This painting was from a moment in time when I went to walk about in the spring thaw of the Beaver Creek wetlands which, I had been studying for two years. I still have that frog.... WHY? you ask. Because, folks who work in natural history museums are like that.

Saturday, April 12, 2008

Distractions



I have been once again distracted by an image, a thought, that must take form. The mountain is beautiful and terrible all at the same time. The fires that savage the living 'skin' of the San Gabriels leave behind extra ordinary forms of death and yet, without fire, nutrients would be locked up in the soils and water would run off and not soak through to the roots.

After the fires, non native grasses burst through making the blackness of the burned trees more stark and scary.

My little stilt painting is growing the salt filled plants, Salicornia sp. which we can eaten. In fact, the first time I ate the "pickle weed" was in Canada on a trip to the Queen Charlotte Islands or the Haida Gwaii. We had sailed from Vancouver with friends from the Los Angeles County Natural History Museum, trekked about the forest and needed to start thinking of dinner. We gathered the pickle weed at the splash zone on the lee side of the Charlottes, and sprinkled them on our salads, raw. YUM!



I have been asked many times whether I paint or draw from photos. Many times I do, but from my own. And many times I take images and put them together. And sometimes the paintings come from the dark recesses of my dreams. My paintings seem to follow my views, internally and externally.



Moments when life seems bleak...



Tall trees at sunset have shadows that look like silhouettes of faces. And in the darkest of personal storms, the natural world has metaphors for our lives...



Since 2000, I have been studying California water systems, ecology, and policy. And I have been documenting the changing landscape of the mountains behind my house, the rivers that flow near by, and the policies that alter the ecology.



In 2005, the region had a hundred year storm event, mostly felt in the foothills and mountains. Trees in the upper watershed were ripped out by the roots and shunted towards the valley below. Most of the debris was caught by the first dam, San Gabriel Dam, and left to float to the sides of the reservoir. Now, after three years, the trees are visibly deteriorated.



In 2005, just after the heavy rains, Public Works and the Fire Department thought they could rid the dam of the mess by cutting the individual trees and burning them.... I, and so many others, are glad they understood (finally) the magnitude of that decision.... They decided, after trying to cut and burn the thousands of mature trees floating in the dam, to let them float... and pile up along the edges of the water like a bathtub ring. When the dam fills with water from the winter storms, the disintegrating trees, now lighter, float to the center taking the tree-chunks along with them.

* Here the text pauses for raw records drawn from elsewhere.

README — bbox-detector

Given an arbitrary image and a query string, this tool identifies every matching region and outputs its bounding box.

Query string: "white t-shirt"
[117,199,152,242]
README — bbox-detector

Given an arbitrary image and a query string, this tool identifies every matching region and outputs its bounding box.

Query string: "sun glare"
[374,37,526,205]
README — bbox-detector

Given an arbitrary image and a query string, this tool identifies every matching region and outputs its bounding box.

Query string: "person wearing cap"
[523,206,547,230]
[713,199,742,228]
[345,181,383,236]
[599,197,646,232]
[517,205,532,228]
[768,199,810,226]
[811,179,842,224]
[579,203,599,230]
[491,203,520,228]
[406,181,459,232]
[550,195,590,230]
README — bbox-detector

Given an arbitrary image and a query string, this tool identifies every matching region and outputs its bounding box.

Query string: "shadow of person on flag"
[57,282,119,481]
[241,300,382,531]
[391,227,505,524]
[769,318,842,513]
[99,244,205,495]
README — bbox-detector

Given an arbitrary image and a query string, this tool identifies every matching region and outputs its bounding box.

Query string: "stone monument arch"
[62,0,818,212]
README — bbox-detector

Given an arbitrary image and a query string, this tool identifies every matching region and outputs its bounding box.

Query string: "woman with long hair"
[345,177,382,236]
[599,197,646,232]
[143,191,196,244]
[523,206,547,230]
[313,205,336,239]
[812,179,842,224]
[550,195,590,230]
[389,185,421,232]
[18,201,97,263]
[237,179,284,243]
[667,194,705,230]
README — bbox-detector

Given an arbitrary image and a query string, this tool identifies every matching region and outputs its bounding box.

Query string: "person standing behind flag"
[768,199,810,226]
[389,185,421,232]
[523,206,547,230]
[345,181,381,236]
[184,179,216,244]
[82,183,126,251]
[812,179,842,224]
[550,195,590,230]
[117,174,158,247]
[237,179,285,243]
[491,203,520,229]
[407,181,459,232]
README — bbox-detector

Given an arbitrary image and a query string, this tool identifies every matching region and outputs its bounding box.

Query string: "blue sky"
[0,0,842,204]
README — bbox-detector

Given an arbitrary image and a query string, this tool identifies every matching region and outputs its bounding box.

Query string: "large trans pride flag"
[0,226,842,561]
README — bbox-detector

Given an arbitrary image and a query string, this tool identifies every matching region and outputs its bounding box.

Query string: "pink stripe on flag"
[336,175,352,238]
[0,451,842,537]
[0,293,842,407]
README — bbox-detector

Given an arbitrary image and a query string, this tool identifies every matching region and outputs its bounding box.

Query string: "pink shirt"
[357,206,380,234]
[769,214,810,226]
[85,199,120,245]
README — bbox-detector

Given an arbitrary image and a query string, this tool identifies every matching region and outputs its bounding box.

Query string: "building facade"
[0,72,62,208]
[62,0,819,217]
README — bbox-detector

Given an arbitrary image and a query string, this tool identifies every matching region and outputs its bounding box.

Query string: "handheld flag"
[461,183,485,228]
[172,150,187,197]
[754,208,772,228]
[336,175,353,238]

...here is a closer look at the tree slime.... in our drinking water. It's okay. The water is let to fill the percolating ponds in the City of Irwindale, and then pumped up and filtered again. About 2 million people drink this water.



My earlier studies of the mountains...



The mountains have lungs, you know, besides the trees. It is ocean that regulates the temperatures and the direction of the winds.



The sky above and what we humans do to our land, water and air determines our climate, the amount of water we have available, and how well we will live. Ecology and Public Policy are co-joined guiding how we do economically.



Here is the Rockface close up...



Finally, when I was a kid, I loved to hike the wild hillsides of the Hollywood Hills and the Santa Monica Mountains. I collected insects of all sorts and spent hours alone exploring. One time, I walked up the mountain barefoot for some reason. After hours of walking on stones my feet became quite tough.

Here is a painting of what it would be like if you, like I used to do, plopped into the grass on your back looking up into the sky. Everywhere around you the bugs would wonder, "Who invaded our territory?" and buzz and hummmmm..... Hold still and listen.